The InfoWorld passage which caught my attention was:

Longitude Search’s AptivRank technology monitors users as they search, then promotes or demotes content’s relevance rankings based on the actions the user takes with that content. In a nutshell, it takes Microsoft’s search-ranking algorithm and makes it more intelligent…

The solution to SharePoint’s woes amounts to tweaking. In my experience, there are many vendors offering similar functionality and almost identical claims regarding fixing up SharePoint. You can chase down more at www.arnoldit.com/overflight.

The efforts are focused on a product with a large market footprint. In today’s dicey economic casino, it makes sense to trumpet solutions to long standing information retrieval challenges in a product like SharePoint. Heck, if I had to pick a market to pump up my revenue, SharePoint is a better bet than some others.

Contrast the InfoWorld’s “overcome SharePoint weaknesses” with the search assertions in “Search Technology That Can Gauge Opinion and Predict the Future.” We are jumping from the reality of a Microsoft product which has an allegedly flawed search system into the exciting world of what everyone really, really wants—serious magic. Fixing SharePoint is pretty much hobby store magic. Predicting the future: That is big time, hide the Statue of Liberty magic.

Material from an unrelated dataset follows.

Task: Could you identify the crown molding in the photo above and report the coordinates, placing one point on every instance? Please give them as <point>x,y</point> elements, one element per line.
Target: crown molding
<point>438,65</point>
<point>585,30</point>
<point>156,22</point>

Here’s the passage which caught my attention:

A team of EU-funded researchers have developed a new kind of internet search that takes into account factors such as opinion, bias, context, time and location. The new technology, which could soon be in use commercially, can display trends in public opinion about a topic, company or person over time — and it can even be used to predict the future…Future Predictor application is able to make searches based on questions such as ‘What will oil prices be in 2050?’ or ‘How much will global temperatures rise over the next 100 years?’ and find relevant information and forecasts from today’s web. For example, a search for the year 2034 turns up ‘space travel’ as the most relevant topic indexed in today’s news.

Yep, rich indexing, facets, and understanding text are in use.

What these two examples make clear, in my opinion, is that:

Search is broken. If an established product delivers inadequate findability, why hasn’t Microsoft just solved the problem? If off the shelf solutions are available from numerous vendors, why hasn’t Microsoft bought the ones which fix up SharePoint and call it a day? The answer is that none of the existing solutions deliver what users want. Sure, search gets a little better, but the SharePoint search problem has been around for a decade and if search were such an easy problem to solve, Microsoft has the money to do the job. Still a problem? Well, that’s a clue that search is a tough nut to crack in my book. Marketers don’t have to make a system meet user needs. Columnists don’t even have to use the systems about which they write. Pity the users.

Writing about whiz bang new systems funded by government agencies is more fun than figuring out how to get these systems to work in the real world. If SharePoint search does not work, what effort and investment will be required to predict the future via a search query? I am not holding my breath, but the pundits can zoom forward.

The search and retrieval sector is in turmoil, and it will stay that way. The big news in search is that free and open source options are available which work as well as Autonomy- and Endeca-like systems. The proprietary and science fiction solutions illustrate on one hand the problems basic search has in meeting user needs and, on the other hand,  the lengths to which researchers are trying to go to convince their funding sources and regular people that search is going to get better real soon now.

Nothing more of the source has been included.